When puffs are cool and pudding has cooled it's time to assemble - it's best to only assemble the number you plan to serve as they don't keep well assembled. Cut the top 1/3 off the cream puff, spoon in the filling and then replace the top, sprinkle with powdered sugar or drizzle with melted chocolate or top with whipped cream - lots of choices.

Saturday, February 7, 2009

Lick The Bowl Guacamole

INGREDIENTS

2 avocados (should yield easily to firm pressure)
1 tomato
1/2 red onion
cilantro
lime juice
salt

INSTRUCTIONS

Cut avocados in half, discard seeds.
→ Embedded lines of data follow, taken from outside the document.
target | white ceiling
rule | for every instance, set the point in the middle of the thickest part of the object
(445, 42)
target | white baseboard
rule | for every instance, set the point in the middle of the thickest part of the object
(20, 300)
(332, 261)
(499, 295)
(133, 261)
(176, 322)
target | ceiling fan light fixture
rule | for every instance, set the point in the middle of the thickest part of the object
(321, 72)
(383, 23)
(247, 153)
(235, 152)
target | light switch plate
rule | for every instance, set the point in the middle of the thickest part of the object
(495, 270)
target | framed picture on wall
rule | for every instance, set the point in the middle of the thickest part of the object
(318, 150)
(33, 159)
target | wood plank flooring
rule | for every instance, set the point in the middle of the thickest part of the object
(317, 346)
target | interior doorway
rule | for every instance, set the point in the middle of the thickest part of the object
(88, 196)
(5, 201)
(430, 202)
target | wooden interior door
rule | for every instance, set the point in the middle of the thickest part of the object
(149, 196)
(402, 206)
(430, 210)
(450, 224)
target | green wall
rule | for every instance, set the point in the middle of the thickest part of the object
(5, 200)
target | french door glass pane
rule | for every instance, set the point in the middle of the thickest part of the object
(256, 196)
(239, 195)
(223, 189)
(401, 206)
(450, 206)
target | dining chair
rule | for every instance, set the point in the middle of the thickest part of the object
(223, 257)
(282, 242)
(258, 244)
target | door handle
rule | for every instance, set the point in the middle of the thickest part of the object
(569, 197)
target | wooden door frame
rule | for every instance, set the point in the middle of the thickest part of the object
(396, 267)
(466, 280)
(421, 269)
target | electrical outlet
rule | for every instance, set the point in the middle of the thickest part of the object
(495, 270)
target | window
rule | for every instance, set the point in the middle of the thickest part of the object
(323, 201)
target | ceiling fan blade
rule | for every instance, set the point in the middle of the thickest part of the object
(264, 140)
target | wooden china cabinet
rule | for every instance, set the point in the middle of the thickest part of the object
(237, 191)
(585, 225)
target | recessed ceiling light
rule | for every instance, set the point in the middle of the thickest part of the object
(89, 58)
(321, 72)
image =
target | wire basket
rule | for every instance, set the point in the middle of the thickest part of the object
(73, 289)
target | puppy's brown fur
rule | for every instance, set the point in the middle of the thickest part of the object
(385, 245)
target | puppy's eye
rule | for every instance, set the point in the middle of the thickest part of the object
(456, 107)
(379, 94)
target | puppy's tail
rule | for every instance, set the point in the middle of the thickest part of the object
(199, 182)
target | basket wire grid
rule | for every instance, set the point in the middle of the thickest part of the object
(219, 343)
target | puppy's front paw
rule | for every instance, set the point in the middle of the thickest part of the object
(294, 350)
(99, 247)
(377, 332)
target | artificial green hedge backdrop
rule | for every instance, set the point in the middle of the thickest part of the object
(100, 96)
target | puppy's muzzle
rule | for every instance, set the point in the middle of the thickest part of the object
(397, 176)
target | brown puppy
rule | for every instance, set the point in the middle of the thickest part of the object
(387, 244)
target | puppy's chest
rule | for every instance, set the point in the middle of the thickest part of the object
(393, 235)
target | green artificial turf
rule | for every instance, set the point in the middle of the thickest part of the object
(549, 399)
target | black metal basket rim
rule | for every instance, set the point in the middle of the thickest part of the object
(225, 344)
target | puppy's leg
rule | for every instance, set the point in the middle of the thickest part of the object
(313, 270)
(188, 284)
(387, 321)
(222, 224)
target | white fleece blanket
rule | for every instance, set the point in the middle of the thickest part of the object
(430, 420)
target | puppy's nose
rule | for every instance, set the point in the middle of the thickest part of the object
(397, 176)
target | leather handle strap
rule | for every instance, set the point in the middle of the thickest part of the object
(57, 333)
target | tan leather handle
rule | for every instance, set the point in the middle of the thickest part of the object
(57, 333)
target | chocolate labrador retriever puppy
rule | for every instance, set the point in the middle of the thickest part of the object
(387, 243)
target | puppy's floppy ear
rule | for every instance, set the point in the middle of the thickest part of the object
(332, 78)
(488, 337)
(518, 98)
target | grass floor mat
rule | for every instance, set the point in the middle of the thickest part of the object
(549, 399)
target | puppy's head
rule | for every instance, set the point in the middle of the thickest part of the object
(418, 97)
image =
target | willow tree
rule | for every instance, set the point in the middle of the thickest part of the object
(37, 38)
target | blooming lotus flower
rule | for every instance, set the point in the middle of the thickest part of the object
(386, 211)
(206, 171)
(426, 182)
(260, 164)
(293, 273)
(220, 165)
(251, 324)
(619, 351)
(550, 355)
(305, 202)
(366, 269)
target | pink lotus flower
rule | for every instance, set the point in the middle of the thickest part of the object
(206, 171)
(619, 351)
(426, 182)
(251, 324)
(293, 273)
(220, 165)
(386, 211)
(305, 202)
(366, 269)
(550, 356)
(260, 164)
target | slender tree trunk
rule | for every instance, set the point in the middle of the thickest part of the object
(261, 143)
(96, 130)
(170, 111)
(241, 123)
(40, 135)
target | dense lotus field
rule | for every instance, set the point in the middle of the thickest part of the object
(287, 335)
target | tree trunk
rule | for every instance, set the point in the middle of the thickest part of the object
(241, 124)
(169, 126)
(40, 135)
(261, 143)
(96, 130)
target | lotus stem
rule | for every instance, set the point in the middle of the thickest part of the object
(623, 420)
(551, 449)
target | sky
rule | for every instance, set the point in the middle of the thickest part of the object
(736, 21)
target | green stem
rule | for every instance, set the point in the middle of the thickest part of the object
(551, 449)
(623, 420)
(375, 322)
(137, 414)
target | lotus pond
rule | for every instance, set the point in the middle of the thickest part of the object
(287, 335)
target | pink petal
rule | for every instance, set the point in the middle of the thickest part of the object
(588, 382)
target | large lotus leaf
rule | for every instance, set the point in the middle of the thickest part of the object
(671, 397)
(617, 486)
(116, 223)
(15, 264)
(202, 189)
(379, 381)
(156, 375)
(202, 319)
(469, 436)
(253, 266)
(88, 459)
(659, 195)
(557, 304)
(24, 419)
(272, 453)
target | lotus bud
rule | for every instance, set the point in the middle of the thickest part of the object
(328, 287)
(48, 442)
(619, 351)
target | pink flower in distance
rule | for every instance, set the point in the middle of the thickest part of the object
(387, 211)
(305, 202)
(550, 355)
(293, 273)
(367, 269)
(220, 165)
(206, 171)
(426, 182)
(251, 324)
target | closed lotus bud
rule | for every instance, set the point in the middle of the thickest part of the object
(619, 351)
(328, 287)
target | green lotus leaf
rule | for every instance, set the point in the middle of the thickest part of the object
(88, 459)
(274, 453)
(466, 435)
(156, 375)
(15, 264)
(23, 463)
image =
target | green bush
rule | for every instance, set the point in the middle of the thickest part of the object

Use a spoon to scoop the flesh out of the skin. Cut up tomato and red onion. I cut them pretty small, but it's a matter of preference. Add lime juice, salt, cilantro, tomato and onion. Stir till the avocado binds everything.

Yields enough for 2-3 servings

Slacker Fudge

This is the easiest, most foolproof fudge recipe I've ever heard of. It's still somewhat sensitive to the humidity level, so it's not a rainy day activity.

INGREDIENTS

7 oz. marshmallow creme
1 1/4c. sugar
2/3c. evaporated milk
1T butter (you can use more- up to 1/4 c.)
1/4 t. salt
1 1/2 c. semisweet chocolate chips
1 1/2 c. milk chocolate chips
1 t. vanilla

INSTRUCTIONS

Line an 8x8 pan with foil. In a large saucepan, combine marshmellow creme, sugar, milk, butter and salt over medium heat. Bring to a boil, cook 5 minutes. Stir constantly. Remove from heat, stir in chocolate until smooth. Add vanilla and any additions (I use mini marshmallows and slivered almonds for rocky road). Pour into pan and chill for 2 hours or until firm.

Chicken Parmesan

INGREDIENTS:

Boneless Skinless Chicken Breasts (1 per person you wish to feed)
Flour for dredging
1-2 eggs
Italian Seasoned Bread Crumbs
Grated Parmesan (or Romano which is what I use)
Mozzarella or Provolone Cheese

Pasta (I prefer angel hair)
Spaghetti Sauce (can make your own or use your favorite jar sauce)

INSTRUCTIONS:

Preheat oven to 350 and use a broiler pan or a baking sheet with a cooling rack on it to cook chicken on. Spray with nonstick spray to prepare.

Place chicken breasts between sheets of saran wrap or put in big plastic bag - pound flat with meat hammer of if you don't have one a rubber mallet from the workshop works well too! ;-) Pound the breasts to about 1/2" thick all over.

Place flour in a bowl big enough to dip chicken into.
Beat eggs with a fork in a bowl big enough to dip chicken into.
Pour 3 parts bread crumbs to 1 part grated Parmesan cheese and mix well with a fork.

One at a time dredge the chicken breasts in flour, then dip in eggs, and then place in bread crumb mixture and coat well on both sides.

Heat a few tablespoons of olive oil in a skillet and brown the chicken pieces on both sides - may need to add more oil between pieces of chicken.

Place the browned crispy chicken on the broiler pan or baking pan with racks and place in the oven. Bake 20-30 minutes until chicken is completely cooked and juices run clear. Then pour a few tablespoons of preheated sauce on top of chicken and cover with mozz or provolone cheese, return to the oven to melt cheese.

While the chicken is baking - heat water and boil your pasta, then heat up your sauce and combine the pasta and sauce so it's ready when the chicken is done - make sure to reserve some sauce for on top of the chicken.